Message par schaltzmann » mer. avr. 02, 2025 8:31 pm

C'est avec courage et toutes les forces qu'il me reste que je tiens à témoigner des quelques jours passés dans les geôles des bannis.

Je vous partage mon 3ème jour de détention, j'ai longuement hésité à tenir un journal quotidien mais mes tortionnaires ne m'en ont pas laissé la force.

Jour 3 – Le point culminant de l'abomination carcérale.

07h00 – L’aube se lève sur mon cachot idéologique. Une cellule de douze mètres carrés, peinte d’un blanc neutre, aseptisé, anonyme, sans âme. À mon réveil, un gardien, en short en lin bio et sandales compensées, chignon et collier de perles, entre et m’adresse un sourire compatissant, ce genre de sourire qu’une féministe progressiste pourrait offrir à un pénitent coupable d’avoir apprécié une blague sexiste.

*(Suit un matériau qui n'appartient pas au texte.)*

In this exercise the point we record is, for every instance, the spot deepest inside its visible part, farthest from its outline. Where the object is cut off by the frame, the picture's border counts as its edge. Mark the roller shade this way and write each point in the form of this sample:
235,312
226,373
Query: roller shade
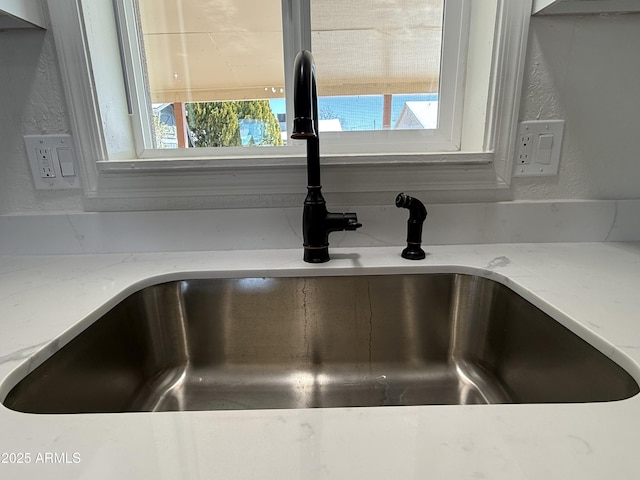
211,50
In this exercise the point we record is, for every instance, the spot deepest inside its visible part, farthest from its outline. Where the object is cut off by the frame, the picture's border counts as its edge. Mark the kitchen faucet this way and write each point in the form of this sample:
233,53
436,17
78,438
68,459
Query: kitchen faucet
317,222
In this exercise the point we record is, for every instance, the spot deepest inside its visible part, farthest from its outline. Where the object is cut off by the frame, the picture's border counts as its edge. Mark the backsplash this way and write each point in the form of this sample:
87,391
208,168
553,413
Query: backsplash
269,228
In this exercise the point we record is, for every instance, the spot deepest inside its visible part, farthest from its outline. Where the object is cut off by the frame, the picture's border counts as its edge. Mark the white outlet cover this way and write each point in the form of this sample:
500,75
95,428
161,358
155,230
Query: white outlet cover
52,142
538,165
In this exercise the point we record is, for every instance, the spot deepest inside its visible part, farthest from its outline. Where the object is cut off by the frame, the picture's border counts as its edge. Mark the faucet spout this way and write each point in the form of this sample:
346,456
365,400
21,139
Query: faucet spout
317,222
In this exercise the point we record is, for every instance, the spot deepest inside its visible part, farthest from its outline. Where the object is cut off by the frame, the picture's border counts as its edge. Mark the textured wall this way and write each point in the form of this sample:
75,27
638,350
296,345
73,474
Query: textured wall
586,70
31,102
582,69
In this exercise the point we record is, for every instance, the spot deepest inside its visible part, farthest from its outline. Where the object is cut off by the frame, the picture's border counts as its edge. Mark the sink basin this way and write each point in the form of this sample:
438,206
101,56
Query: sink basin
256,343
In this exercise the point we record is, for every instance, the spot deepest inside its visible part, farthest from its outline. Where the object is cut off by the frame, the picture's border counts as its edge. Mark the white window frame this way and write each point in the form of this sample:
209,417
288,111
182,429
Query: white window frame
114,168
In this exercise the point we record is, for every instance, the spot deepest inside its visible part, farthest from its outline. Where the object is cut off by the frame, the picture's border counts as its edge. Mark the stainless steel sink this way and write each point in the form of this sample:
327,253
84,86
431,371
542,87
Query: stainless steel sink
255,343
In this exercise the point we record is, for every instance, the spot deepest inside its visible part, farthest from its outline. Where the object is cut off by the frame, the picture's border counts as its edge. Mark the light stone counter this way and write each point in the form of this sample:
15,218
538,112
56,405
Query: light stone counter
593,288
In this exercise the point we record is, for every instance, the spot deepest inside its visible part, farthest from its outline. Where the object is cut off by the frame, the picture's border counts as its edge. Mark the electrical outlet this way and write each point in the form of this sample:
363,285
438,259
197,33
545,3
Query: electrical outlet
525,148
44,162
52,161
538,145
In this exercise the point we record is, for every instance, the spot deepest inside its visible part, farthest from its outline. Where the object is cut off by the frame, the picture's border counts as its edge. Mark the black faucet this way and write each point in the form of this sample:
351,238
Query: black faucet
417,215
317,222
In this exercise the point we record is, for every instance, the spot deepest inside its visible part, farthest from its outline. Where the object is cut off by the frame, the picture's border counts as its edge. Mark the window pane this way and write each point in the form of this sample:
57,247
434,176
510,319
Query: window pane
378,62
223,52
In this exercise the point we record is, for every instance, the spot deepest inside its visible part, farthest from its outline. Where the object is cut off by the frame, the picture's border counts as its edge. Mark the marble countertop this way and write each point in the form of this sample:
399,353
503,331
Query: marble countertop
592,288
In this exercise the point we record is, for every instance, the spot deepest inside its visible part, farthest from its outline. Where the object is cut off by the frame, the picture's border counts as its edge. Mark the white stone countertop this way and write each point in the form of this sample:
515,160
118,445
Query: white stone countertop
592,288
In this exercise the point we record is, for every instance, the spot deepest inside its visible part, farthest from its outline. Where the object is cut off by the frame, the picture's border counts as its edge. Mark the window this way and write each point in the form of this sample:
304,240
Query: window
431,64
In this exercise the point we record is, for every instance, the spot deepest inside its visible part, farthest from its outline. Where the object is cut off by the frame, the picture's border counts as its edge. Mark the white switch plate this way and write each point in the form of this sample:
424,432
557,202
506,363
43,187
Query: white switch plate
538,146
45,162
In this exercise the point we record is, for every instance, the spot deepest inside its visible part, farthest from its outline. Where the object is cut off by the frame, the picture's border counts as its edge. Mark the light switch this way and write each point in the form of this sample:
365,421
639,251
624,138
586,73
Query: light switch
65,157
52,160
545,145
538,148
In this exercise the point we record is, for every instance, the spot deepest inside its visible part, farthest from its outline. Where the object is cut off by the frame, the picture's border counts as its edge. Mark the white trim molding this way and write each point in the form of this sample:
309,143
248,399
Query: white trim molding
122,176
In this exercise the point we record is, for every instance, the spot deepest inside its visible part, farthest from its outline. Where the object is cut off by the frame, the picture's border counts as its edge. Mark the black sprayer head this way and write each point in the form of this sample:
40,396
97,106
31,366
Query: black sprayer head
417,215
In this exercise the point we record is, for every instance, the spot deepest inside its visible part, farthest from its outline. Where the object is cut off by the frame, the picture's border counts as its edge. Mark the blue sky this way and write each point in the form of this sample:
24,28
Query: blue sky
363,112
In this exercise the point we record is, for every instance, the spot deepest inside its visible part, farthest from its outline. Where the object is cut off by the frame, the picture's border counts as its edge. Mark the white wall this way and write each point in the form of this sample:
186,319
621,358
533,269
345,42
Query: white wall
583,69
586,70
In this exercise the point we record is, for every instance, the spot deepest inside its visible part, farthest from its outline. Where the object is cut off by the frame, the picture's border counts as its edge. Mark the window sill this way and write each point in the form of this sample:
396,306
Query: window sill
194,177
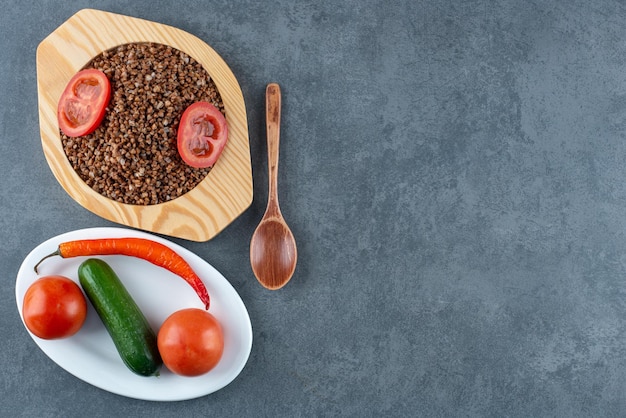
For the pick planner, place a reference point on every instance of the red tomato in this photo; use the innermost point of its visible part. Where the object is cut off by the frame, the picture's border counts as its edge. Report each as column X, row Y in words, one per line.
column 54, row 307
column 190, row 342
column 202, row 135
column 83, row 102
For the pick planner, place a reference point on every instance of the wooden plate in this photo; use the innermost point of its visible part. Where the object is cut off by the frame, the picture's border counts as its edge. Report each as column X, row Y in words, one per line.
column 198, row 215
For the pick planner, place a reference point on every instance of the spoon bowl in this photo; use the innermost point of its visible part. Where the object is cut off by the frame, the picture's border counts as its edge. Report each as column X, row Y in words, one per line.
column 273, row 251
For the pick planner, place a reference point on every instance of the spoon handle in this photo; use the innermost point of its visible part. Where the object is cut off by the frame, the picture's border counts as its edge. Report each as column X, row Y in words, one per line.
column 272, row 120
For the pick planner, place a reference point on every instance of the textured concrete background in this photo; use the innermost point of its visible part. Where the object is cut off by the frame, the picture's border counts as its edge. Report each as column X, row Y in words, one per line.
column 454, row 173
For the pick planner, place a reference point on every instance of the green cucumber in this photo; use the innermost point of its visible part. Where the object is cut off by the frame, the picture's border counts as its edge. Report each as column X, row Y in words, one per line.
column 128, row 327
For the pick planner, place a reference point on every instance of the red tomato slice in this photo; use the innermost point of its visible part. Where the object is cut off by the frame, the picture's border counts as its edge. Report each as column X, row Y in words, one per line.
column 202, row 135
column 83, row 103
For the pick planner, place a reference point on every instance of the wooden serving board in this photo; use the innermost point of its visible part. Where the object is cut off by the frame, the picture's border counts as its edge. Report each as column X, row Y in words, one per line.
column 204, row 211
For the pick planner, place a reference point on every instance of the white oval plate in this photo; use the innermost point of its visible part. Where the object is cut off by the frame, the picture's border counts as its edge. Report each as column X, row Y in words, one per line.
column 90, row 354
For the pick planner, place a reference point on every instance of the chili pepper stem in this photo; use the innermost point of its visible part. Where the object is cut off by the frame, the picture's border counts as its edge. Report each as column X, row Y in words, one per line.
column 57, row 252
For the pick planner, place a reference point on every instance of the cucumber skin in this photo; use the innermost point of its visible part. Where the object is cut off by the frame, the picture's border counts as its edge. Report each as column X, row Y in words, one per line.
column 131, row 333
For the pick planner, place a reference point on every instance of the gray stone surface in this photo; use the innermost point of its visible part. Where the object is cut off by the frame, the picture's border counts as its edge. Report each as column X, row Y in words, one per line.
column 454, row 174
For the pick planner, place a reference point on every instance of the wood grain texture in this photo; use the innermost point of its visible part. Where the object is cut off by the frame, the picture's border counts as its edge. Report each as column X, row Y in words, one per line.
column 207, row 209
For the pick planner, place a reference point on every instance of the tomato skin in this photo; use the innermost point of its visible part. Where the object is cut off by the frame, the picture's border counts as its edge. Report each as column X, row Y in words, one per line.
column 191, row 342
column 202, row 135
column 83, row 103
column 54, row 307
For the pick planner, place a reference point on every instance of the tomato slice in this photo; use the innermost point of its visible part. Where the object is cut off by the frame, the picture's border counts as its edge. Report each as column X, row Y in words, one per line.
column 202, row 135
column 83, row 102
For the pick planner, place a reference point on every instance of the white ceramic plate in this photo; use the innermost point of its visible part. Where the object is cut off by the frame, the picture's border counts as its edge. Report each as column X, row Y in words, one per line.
column 90, row 354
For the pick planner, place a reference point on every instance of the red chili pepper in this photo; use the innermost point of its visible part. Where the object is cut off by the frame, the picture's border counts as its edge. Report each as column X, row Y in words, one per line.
column 152, row 251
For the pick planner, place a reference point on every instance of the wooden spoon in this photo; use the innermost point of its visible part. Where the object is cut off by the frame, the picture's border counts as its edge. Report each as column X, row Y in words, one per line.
column 273, row 252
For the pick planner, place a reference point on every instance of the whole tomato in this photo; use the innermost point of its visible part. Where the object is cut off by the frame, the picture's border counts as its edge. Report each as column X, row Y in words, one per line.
column 190, row 342
column 54, row 307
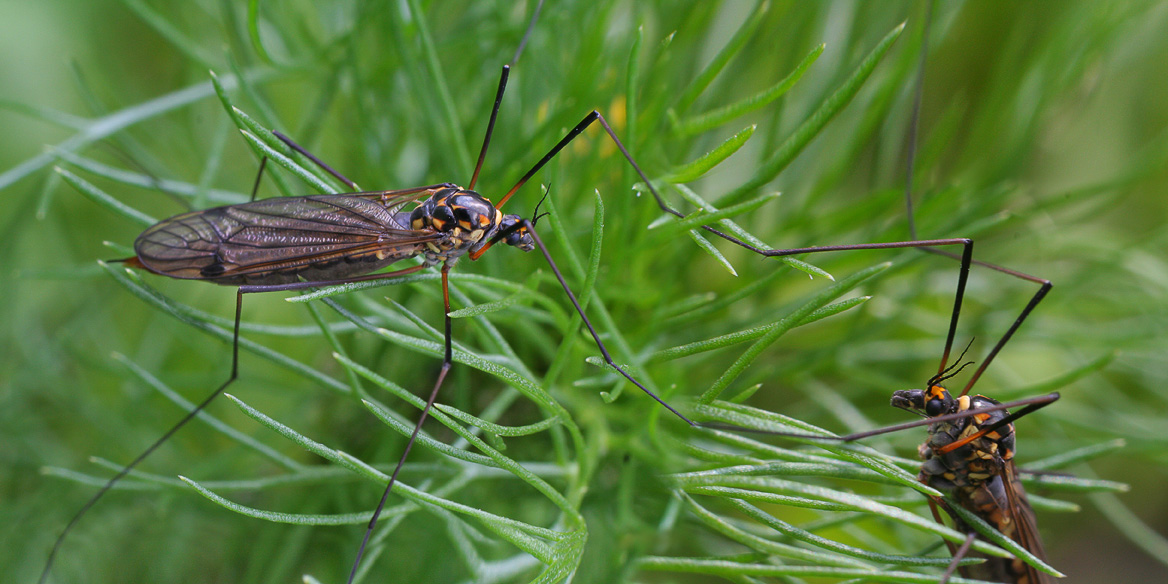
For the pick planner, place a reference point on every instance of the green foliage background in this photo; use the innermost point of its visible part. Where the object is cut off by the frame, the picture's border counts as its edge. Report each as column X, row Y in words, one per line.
column 1042, row 136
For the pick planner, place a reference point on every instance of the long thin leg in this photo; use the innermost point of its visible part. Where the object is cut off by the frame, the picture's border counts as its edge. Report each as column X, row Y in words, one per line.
column 148, row 451
column 235, row 370
column 595, row 116
column 446, row 363
column 315, row 160
column 607, row 359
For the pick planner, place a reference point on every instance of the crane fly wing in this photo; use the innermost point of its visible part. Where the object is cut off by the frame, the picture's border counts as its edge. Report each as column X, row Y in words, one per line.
column 1026, row 527
column 280, row 240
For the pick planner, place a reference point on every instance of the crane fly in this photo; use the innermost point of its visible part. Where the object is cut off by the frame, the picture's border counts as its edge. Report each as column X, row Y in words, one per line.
column 304, row 242
column 971, row 445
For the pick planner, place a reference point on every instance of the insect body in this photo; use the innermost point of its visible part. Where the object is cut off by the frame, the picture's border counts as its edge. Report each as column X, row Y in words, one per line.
column 972, row 459
column 324, row 237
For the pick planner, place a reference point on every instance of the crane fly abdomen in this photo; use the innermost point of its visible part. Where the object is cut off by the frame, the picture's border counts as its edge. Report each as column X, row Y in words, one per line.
column 279, row 241
column 979, row 475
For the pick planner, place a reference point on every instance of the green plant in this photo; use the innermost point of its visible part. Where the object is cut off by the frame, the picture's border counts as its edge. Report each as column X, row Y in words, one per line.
column 396, row 96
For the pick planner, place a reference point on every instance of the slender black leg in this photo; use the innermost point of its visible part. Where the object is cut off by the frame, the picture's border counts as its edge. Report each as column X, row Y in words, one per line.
column 113, row 480
column 446, row 363
column 208, row 400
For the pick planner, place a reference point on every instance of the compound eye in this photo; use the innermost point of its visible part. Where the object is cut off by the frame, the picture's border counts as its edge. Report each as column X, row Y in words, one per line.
column 934, row 408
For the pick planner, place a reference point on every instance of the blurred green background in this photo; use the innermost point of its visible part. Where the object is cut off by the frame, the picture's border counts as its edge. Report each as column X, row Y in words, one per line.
column 1042, row 136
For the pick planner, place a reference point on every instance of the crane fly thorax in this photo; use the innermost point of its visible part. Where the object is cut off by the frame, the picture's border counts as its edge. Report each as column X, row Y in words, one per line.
column 464, row 217
column 968, row 466
column 466, row 220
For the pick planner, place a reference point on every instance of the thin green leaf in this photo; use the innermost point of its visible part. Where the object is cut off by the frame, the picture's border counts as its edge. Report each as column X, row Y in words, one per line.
column 706, row 162
column 810, row 129
column 711, row 119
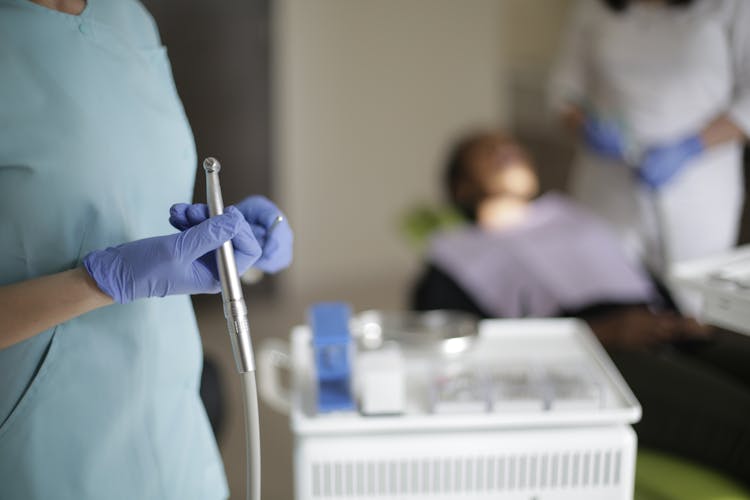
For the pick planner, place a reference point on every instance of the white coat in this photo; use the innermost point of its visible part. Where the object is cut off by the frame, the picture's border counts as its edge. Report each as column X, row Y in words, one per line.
column 664, row 73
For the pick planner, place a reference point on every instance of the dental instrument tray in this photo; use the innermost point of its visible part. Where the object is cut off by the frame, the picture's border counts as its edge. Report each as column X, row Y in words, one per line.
column 520, row 409
column 724, row 283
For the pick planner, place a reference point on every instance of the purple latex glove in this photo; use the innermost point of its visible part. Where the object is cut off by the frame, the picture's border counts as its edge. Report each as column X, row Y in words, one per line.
column 181, row 263
column 261, row 214
column 662, row 163
column 604, row 138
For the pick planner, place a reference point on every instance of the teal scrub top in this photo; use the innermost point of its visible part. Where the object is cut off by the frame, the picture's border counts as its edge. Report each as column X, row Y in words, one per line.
column 94, row 148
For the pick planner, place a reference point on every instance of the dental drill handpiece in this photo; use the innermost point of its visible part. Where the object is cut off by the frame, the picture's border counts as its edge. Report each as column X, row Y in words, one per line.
column 235, row 310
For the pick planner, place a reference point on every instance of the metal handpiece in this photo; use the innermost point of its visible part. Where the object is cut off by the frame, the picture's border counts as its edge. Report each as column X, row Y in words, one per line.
column 235, row 310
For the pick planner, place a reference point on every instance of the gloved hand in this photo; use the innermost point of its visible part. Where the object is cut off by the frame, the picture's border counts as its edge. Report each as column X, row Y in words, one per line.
column 662, row 163
column 260, row 213
column 181, row 263
column 604, row 137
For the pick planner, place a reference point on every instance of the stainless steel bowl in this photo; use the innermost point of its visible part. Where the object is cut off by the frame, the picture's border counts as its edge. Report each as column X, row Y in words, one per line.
column 447, row 332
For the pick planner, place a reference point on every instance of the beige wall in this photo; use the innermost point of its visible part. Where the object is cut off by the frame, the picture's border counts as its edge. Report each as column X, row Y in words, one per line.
column 368, row 94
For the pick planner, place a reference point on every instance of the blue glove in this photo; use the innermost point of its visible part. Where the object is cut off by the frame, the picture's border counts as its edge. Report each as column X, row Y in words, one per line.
column 261, row 214
column 604, row 138
column 662, row 163
column 181, row 263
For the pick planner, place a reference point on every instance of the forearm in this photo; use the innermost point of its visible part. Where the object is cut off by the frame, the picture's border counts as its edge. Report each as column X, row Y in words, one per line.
column 33, row 306
column 721, row 130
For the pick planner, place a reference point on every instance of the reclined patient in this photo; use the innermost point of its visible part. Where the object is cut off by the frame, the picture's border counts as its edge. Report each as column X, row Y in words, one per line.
column 524, row 256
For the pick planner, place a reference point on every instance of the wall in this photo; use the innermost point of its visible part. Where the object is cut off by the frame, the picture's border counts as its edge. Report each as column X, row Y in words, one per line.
column 367, row 96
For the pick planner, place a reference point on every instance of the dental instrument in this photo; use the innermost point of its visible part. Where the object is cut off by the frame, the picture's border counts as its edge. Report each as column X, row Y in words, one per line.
column 235, row 312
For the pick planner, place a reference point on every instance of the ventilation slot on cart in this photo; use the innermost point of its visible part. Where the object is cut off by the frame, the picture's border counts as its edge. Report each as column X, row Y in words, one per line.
column 578, row 469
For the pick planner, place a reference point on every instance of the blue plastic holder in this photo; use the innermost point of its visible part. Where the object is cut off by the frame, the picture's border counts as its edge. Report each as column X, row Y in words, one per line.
column 332, row 344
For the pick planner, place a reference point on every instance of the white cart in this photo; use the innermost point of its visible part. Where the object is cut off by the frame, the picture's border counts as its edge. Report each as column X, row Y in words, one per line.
column 724, row 283
column 564, row 452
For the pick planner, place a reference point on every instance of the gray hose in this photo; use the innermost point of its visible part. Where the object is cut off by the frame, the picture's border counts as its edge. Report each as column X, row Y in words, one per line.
column 252, row 435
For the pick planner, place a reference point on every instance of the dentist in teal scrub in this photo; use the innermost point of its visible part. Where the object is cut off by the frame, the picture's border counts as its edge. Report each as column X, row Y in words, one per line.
column 100, row 355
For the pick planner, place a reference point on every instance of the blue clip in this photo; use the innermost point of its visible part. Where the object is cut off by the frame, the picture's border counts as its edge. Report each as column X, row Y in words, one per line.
column 331, row 342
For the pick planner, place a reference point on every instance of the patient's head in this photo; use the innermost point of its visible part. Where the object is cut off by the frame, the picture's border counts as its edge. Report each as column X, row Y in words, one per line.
column 489, row 167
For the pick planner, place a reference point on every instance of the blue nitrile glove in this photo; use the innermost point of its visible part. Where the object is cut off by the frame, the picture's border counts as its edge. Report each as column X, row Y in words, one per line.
column 260, row 213
column 604, row 137
column 662, row 163
column 181, row 263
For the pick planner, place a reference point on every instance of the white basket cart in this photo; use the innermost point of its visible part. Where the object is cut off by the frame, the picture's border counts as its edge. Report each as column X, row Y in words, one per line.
column 560, row 452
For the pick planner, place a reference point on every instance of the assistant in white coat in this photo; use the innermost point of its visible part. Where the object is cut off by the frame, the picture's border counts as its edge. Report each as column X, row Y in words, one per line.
column 661, row 73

07h30 – Le petit déjeuner arrive. Une infusion tiède de gingembre-citron-réglisse et un pain sans gluten qui a manifestement plus de remords que de saveur. On me glisse un exemplaire du Monde, en guise de céréales. "Lis, instruis-toi", me souffle mon tortionnaire, avant de me signifier qu’un débat de rééducation m’attend.

08h00 – Le débat du matin. Dans une salle aux murs nus, trois experts me font face. Une sociologue intersectionnelle, un professeur de sciences sociales et un ex-publicitaire repenti, venu expier ses péchés capitalistes en expliquant pourquoi vendre des aspirateurs aux ménagères et des pèse-personnes aux obèses était un crime contre l’humanité.

Le sujet du jour : « Déconstruire les structures du privilège dans l’imaginaire collectif et redéfinir la grammaire du consentement spontané et progressiste ». Je n'y comprend absolument rien et je propose qu’on se focalise plutôt sur la méthode pour cuire un bon boudin noir sans qu’il éclate, mais ma suggestion est jugée hors sujet.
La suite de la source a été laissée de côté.